Clessidra1 ha detto:


> se non gli interessavo, avrebbe anche potuto dirmelo...bastava un sì e il rapoorto di amici restava...anzi era chiaro


Nob è tanto semplice. A me è capitato con un amico...quando mi ha detto che non era (per lui) solo amicizia, ho dovuto chiudere.
quattro mesi sono decisamente troppi.
Comunque non ho detto che non gli piaci, è che non gli piaci abbastanza. 
Poi, per carità, mica sono un oracolo cinese...


----------



## Iris (14 Aprile 2009)

Clessidra1 ha detto:


> sì...cmq ho già provato a non farmi sentire, a sparire, ma lui cmq mi cerca e se gli rispondo in modo freddo diventa più insistente...quasi avesse paura di perdermi....Forse dovrei continuare a dirgli, non posso, non posso o non rispondere neanche ai messaggi


Ti vorrà tenere come amica.

Ma ha mai allungato la manina? O rimane di ghiaccio?Per chè se gli piaci, lo vedi buttando anche solo l'occhio dove serve.


----------



## Old Confù (14 Aprile 2009)

Iris ha detto:


> Che devi fare? niente. Non ha mica tanta importanza se sia libero o impegnato....tanto lui non si fa avanti. Tra voi esiste un rapporto amicale, *tanto è vero che si è seccato di risponderti su questioni personali che riguardavano il suo status.*
> Non gli interessi come lui interessa a te.

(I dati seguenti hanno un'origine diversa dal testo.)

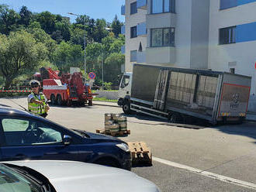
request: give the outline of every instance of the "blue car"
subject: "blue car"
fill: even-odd
[[[0,108],[0,160],[54,159],[131,169],[127,144],[114,137],[68,129],[29,112]]]

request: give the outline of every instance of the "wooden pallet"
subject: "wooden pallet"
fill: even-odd
[[[152,153],[144,142],[128,142],[132,155],[133,165],[152,165]]]
[[[119,132],[109,132],[109,131],[105,131],[104,129],[96,129],[97,133],[105,134],[105,135],[109,135],[114,137],[116,136],[125,136],[130,135],[130,130],[126,130],[126,131],[119,131]]]

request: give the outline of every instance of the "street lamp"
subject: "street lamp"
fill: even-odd
[[[112,28],[109,28],[109,27],[105,27],[105,29],[106,29],[107,31],[112,31]],[[104,50],[102,50],[102,91],[104,91]]]
[[[74,14],[72,12],[67,12],[68,15],[75,15],[75,16],[81,16],[81,15],[78,15]],[[85,80],[87,80],[87,73],[86,73],[86,51],[85,51],[85,46],[86,46],[86,39],[85,39],[85,36],[86,36],[86,30],[85,30],[85,19],[84,18],[84,26],[85,26],[85,39],[84,39],[84,46],[85,46]]]

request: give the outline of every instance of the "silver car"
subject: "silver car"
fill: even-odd
[[[10,161],[0,164],[1,192],[159,192],[152,182],[124,170],[73,161]]]

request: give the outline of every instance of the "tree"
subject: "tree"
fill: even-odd
[[[70,41],[73,44],[81,45],[81,46],[84,50],[85,49],[84,40],[85,40],[85,30],[81,29],[80,28],[72,27],[72,29],[71,30],[71,40]],[[88,39],[86,40],[88,40]]]
[[[47,49],[47,57],[50,62],[53,62],[54,53],[57,48],[56,41],[41,29],[38,22],[32,22],[26,30],[33,36],[36,43],[42,43],[46,46]]]
[[[27,27],[32,19],[32,12],[27,9],[26,6],[22,6],[19,11],[19,23]]]
[[[55,31],[56,16],[50,12],[43,12],[36,15],[42,29],[48,34]]]
[[[68,72],[70,67],[81,67],[83,58],[81,46],[62,41],[54,53],[53,63],[61,72]]]
[[[93,33],[93,39],[95,42],[101,43],[102,39],[108,36],[109,32],[106,29],[106,22],[104,19],[96,20],[95,29]]]
[[[46,47],[22,30],[0,36],[0,71],[8,88],[14,78],[33,70],[46,58]]]
[[[99,43],[94,43],[88,44],[86,47],[86,60],[88,71],[93,71],[97,77],[101,77],[101,61],[102,55],[102,44]]]
[[[111,53],[105,60],[104,64],[104,81],[118,84],[119,76],[121,73],[121,65],[125,62],[125,56],[121,53]]]
[[[0,5],[0,33],[9,35],[18,28],[20,15],[7,5]]]
[[[56,31],[60,31],[63,39],[69,41],[71,38],[71,31],[69,23],[67,22],[55,22]],[[56,32],[55,31],[55,32]],[[53,38],[55,39],[54,38]]]
[[[121,33],[121,27],[123,23],[118,19],[117,15],[116,15],[114,20],[111,23],[112,31],[115,33],[115,36],[118,37],[118,36]]]

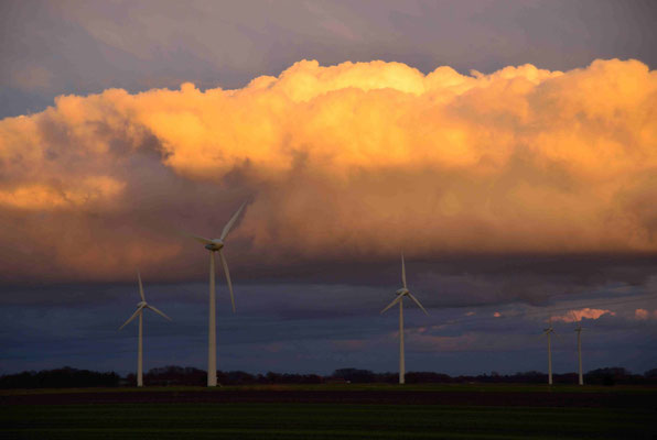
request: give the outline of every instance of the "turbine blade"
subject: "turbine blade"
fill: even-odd
[[[224,252],[219,249],[219,258],[222,258],[222,265],[224,266],[224,273],[226,274],[226,282],[228,283],[228,292],[230,292],[230,304],[233,305],[233,312],[235,314],[235,296],[233,295],[233,283],[230,283],[230,272],[228,272],[228,263]]]
[[[143,297],[143,286],[141,285],[141,275],[139,274],[139,270],[137,271],[137,279],[139,279],[139,295],[141,296],[141,300],[146,302],[146,298]]]
[[[150,304],[146,306],[147,308],[153,310],[155,314],[169,319],[171,321],[171,318],[169,318],[166,315],[164,315],[164,312],[160,309],[154,308],[153,306],[151,306]]]
[[[399,295],[397,298],[395,298],[392,300],[392,302],[390,302],[388,305],[388,307],[386,307],[385,309],[381,310],[381,314],[384,314],[386,310],[388,310],[390,307],[395,306],[397,302],[399,302],[401,300],[401,295]]]
[[[424,307],[422,307],[422,305],[420,304],[420,301],[418,300],[418,298],[416,298],[410,292],[408,293],[408,296],[410,297],[410,299],[412,299],[419,308],[422,309],[422,311],[424,312],[424,315],[429,316],[429,312],[427,310],[424,310]]]
[[[228,235],[228,232],[230,232],[230,229],[233,229],[233,224],[235,224],[235,221],[237,221],[237,218],[239,217],[239,213],[241,212],[241,210],[244,209],[245,206],[246,206],[246,201],[244,204],[241,204],[241,206],[239,207],[237,212],[235,212],[233,215],[233,217],[230,218],[230,220],[228,220],[228,223],[226,223],[226,226],[224,227],[224,231],[222,231],[220,240],[224,240],[226,238],[226,235]]]
[[[401,283],[403,284],[403,288],[408,289],[408,287],[406,287],[406,265],[403,264],[403,254],[401,254]]]
[[[187,235],[187,237],[190,237],[190,238],[192,238],[192,239],[196,240],[197,242],[201,242],[201,243],[203,243],[203,244],[209,244],[209,243],[212,243],[212,240],[211,240],[211,239],[206,239],[205,237],[201,237],[201,235],[194,235],[194,234],[192,234],[192,233],[189,233],[189,232],[183,232],[183,233],[184,233],[185,235]]]
[[[131,320],[133,320],[134,318],[137,318],[139,316],[139,312],[143,309],[143,306],[139,306],[137,308],[137,310],[134,310],[134,314],[132,314],[132,316],[130,318],[128,318],[128,320],[126,322],[123,322],[123,324],[121,327],[119,327],[119,330],[121,330],[123,327],[128,326],[128,323],[130,323]]]

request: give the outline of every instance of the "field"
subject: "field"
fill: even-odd
[[[657,389],[317,385],[0,392],[0,438],[653,439]]]

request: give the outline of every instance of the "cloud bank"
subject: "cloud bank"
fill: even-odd
[[[240,89],[108,89],[0,121],[0,276],[229,261],[657,251],[657,73],[299,62]],[[194,252],[197,251],[197,252]],[[194,272],[195,273],[195,272]]]

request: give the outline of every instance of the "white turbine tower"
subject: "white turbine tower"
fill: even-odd
[[[543,329],[543,334],[548,337],[548,385],[552,385],[552,345],[550,337],[554,333],[552,328],[552,317],[548,321],[548,328]]]
[[[139,274],[139,272],[137,272],[137,279],[139,279],[139,296],[141,296],[141,301],[137,302],[137,310],[134,311],[134,314],[132,314],[132,316],[130,318],[128,318],[128,320],[126,322],[123,322],[123,324],[121,327],[119,327],[119,330],[121,330],[123,327],[126,327],[131,320],[139,317],[139,348],[138,348],[138,354],[137,354],[137,386],[143,386],[143,342],[142,342],[142,340],[143,340],[143,309],[151,309],[155,314],[163,316],[164,318],[169,319],[170,321],[171,321],[171,318],[169,318],[166,315],[164,315],[162,311],[158,310],[153,306],[147,304],[146,298],[143,296],[143,286],[141,285],[141,275]]]
[[[575,328],[578,332],[578,362],[579,362],[579,384],[584,385],[584,375],[582,374],[582,322],[578,321],[578,327]]]
[[[193,235],[196,241],[205,244],[205,249],[209,251],[209,323],[207,337],[207,386],[217,386],[217,324],[216,324],[216,292],[215,292],[215,252],[219,253],[224,273],[226,274],[226,282],[228,283],[228,290],[230,292],[230,304],[233,305],[233,312],[235,312],[235,297],[233,296],[233,284],[230,283],[230,273],[228,272],[228,264],[222,250],[224,249],[224,241],[239,217],[246,204],[233,215],[228,223],[222,231],[222,237],[218,239],[206,239],[205,237]]]
[[[397,298],[395,298],[395,300],[392,300],[392,302],[390,302],[388,307],[383,309],[381,314],[384,314],[390,307],[399,302],[399,383],[403,384],[406,374],[406,365],[403,360],[403,297],[408,296],[418,305],[420,309],[422,309],[424,315],[429,315],[427,310],[424,310],[424,307],[422,307],[420,301],[418,301],[418,298],[416,298],[406,286],[406,266],[403,264],[403,254],[401,254],[401,283],[403,287],[395,293],[397,295]]]

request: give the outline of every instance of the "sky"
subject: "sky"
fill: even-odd
[[[657,367],[651,1],[0,4],[0,374]]]

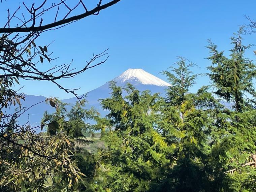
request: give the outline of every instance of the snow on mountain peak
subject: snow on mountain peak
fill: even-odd
[[[129,69],[120,76],[114,78],[113,81],[118,83],[122,83],[135,79],[143,85],[152,85],[162,87],[171,85],[141,69]]]

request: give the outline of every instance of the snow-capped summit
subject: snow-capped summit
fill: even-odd
[[[141,69],[129,69],[112,81],[117,83],[137,82],[143,85],[163,87],[170,84],[149,73]]]

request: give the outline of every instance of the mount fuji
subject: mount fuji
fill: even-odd
[[[142,91],[149,90],[152,93],[160,93],[164,95],[165,89],[171,85],[157,77],[141,69],[129,69],[125,71],[120,75],[113,78],[111,81],[116,82],[117,85],[124,87],[127,83],[133,85],[138,90]],[[106,111],[104,111],[100,107],[100,99],[105,99],[110,96],[111,90],[109,88],[109,82],[106,82],[103,85],[87,93],[86,100],[88,103],[86,105],[87,108],[92,106],[95,107],[99,111],[102,116],[106,115]],[[21,102],[23,107],[28,108],[37,103],[45,100],[46,98],[43,96],[35,96],[25,95],[25,100]],[[69,104],[67,107],[68,110],[77,101],[76,97],[64,99],[62,101]],[[8,112],[14,112],[14,108],[12,107]],[[42,102],[30,108],[19,119],[20,124],[25,123],[28,121],[29,116],[30,123],[33,126],[40,125],[41,118],[45,111],[52,113],[54,109],[45,102]]]
[[[167,86],[170,86],[168,83],[149,73],[141,69],[129,69],[119,76],[110,81],[115,81],[118,86],[124,87],[129,83],[140,91],[149,90],[152,93],[163,93]],[[110,96],[111,90],[108,88],[109,82],[87,93],[86,100],[88,104],[100,109],[100,99],[105,99]],[[62,100],[68,103],[74,104],[76,98],[73,97]]]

Una volta, per fare questo genere di domande ad un tizio che mi interessava, e che palesemente provoleggiava con me....è andata a finire che nn ci siamo più quasi salutati, tutt'ora (che nn ci si vede quasi mai) se ci incontriamo mi guarda seccato...(da che era sorrisi, e cazzatine varie)....
Per la cronaca, lui non ha mai confermato, ma io so che convive ed ha dei figli!!!!


----------



## brugola (14 Aprile 2009)

anche voi racchiette...andare  a fare delle domande tanto personali


----------



## Old Clessidra1 (14 Aprile 2009)

Iris ha detto:


> Ti vorrà tenere come amica.
> 
> Ma ha mai allungato la manina? O rimane di ghiaccio?Per chè se gli piaci, lo vedi buttando anche solo l'occhio dove serve.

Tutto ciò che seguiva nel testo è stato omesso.